« Aujourd’hui je me noie. Il ne s’agit pas d’une allégorie, je me noie dans l’eau verte d’un lac artificiel situé dans les environs de Dijon. Le récit exact de ce qu’auront été les quinze derniers jours de ma vie n’apporterait aucun éclairage sur les circonstances de ma noyade. Je suis entré volontairement dans l’eau, je sais nager et je ne suis sous l’empire de rien du tout, d’aucun état de quoi que ce soit. Il s’agit d’une crampe ; aucun enchaînement fatidique derrière tout ça. »

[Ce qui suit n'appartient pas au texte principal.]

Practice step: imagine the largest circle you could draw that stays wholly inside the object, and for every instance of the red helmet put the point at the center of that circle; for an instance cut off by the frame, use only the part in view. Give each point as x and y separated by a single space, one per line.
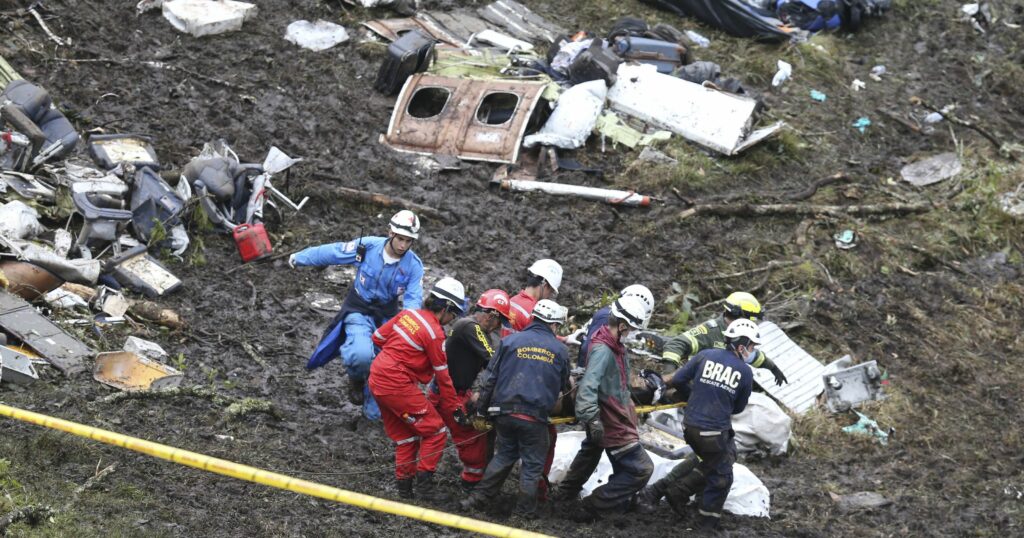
495 300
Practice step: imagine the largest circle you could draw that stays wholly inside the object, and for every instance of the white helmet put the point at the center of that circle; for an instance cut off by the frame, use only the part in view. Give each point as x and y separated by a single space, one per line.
742 328
406 222
451 290
631 309
550 312
550 271
644 294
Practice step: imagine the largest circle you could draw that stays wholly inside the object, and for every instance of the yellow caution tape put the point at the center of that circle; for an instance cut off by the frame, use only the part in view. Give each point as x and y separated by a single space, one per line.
640 410
266 478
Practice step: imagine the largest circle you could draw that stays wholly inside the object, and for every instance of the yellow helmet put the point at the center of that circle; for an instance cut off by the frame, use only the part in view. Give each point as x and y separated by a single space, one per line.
740 304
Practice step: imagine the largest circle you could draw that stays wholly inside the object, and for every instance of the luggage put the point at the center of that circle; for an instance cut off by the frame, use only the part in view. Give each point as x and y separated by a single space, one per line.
597 63
409 54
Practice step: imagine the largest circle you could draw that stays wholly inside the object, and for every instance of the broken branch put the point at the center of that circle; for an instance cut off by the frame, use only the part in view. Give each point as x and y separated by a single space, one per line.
963 123
384 200
806 209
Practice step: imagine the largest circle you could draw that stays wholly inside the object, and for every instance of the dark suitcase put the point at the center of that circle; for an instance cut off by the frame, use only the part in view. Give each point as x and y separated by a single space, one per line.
409 54
597 63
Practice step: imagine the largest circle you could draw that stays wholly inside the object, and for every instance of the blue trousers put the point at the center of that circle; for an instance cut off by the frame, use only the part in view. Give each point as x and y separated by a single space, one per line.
357 354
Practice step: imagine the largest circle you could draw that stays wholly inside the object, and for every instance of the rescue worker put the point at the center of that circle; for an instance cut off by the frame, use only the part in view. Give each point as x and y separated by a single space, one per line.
738 305
526 375
716 384
386 270
605 408
545 278
600 318
469 345
413 352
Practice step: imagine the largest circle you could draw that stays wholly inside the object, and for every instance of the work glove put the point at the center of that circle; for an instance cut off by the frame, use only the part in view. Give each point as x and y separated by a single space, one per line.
654 383
779 376
480 423
674 359
595 430
652 342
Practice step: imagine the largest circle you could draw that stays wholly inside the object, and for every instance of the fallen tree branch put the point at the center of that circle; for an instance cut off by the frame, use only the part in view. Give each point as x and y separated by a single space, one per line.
749 210
33 514
384 200
813 188
963 123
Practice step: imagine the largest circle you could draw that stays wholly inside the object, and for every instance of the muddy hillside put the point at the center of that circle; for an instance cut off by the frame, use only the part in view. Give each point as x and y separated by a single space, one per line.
931 288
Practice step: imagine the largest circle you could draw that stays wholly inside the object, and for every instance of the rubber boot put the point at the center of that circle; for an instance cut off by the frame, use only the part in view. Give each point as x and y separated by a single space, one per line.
427 488
406 487
649 497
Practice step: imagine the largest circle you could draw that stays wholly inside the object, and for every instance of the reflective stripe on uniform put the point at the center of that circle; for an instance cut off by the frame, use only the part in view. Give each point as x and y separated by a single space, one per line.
425 324
408 339
624 449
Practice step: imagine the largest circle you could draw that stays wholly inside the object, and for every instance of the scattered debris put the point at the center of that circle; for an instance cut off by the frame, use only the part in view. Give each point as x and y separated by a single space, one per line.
207 17
320 35
650 155
489 116
848 387
709 117
861 124
127 371
16 367
748 495
627 198
573 118
866 426
932 170
846 239
862 500
782 75
762 426
802 370
18 319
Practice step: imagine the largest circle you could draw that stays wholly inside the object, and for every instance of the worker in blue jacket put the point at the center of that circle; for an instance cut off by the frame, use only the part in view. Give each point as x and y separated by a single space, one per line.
525 377
386 270
716 384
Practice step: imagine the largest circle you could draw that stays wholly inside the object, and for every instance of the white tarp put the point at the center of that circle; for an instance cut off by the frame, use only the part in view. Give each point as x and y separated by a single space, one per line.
712 118
762 423
206 17
803 371
320 35
749 495
573 119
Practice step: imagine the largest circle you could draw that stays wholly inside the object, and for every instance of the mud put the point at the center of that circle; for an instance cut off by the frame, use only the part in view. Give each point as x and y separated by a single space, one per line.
945 325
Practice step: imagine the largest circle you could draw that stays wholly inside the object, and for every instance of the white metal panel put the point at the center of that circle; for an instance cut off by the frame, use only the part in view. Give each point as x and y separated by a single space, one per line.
803 371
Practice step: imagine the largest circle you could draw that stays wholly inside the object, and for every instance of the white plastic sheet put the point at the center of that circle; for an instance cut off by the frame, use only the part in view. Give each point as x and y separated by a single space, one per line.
207 17
573 119
749 495
762 423
17 220
320 35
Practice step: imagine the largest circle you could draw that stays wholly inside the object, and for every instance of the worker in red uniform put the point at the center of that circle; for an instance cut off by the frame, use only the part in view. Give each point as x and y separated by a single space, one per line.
545 278
469 346
412 354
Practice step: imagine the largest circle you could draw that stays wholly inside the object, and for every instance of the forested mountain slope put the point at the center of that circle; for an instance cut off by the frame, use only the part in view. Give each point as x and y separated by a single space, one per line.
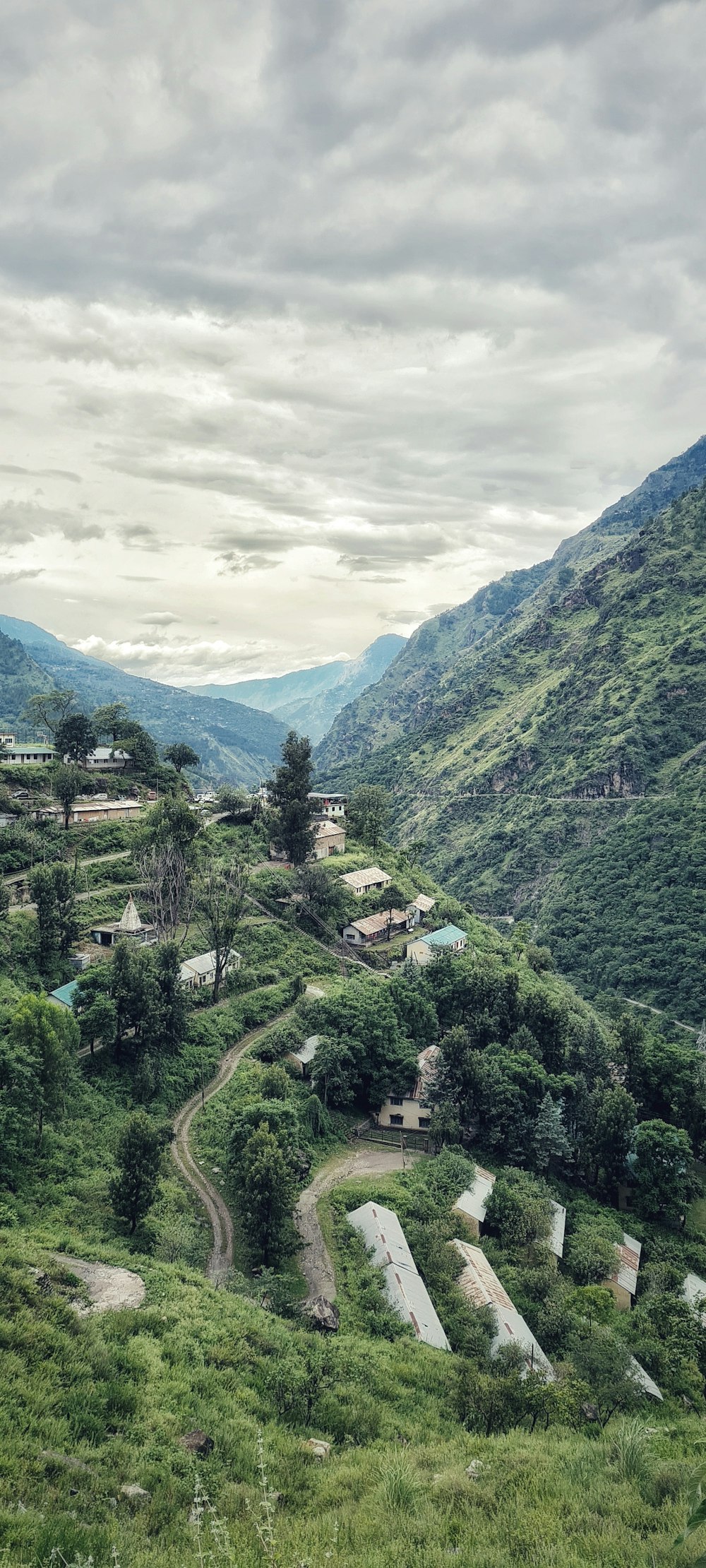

Mis face à la mort par sa noyade fortuite, un topographe de l’INRAP passionné d’archéologie se remémore les événements, petits ou grands, fugaces ou signifiants, qui ont composé sa vie. Résigné à sa fin prochaine, il tente d’en dégager le sens, de maquiller le banal accident en tragédie. Mais à travers ce monologue désabusé, cynique et grinçant, qui glisse fatalement vers l’absurde, il ne parviendra qu’à saisir sa propre inanité.
Un roman rempli d’un humour noir, intelligent et acerbe, qui se développe par à-coups, au rythme des répétitions obsessives et des aveux convulsifs d’un homme qui se sait condamné. Bertrand Belin, que l’on connaît déjà en tant qu’auteur-compositeur, se révèle en romancier remarquable, à la plume drôle et lucide. Une lecture profonde et décalée qui navigue entre le trivial et le métaphysique.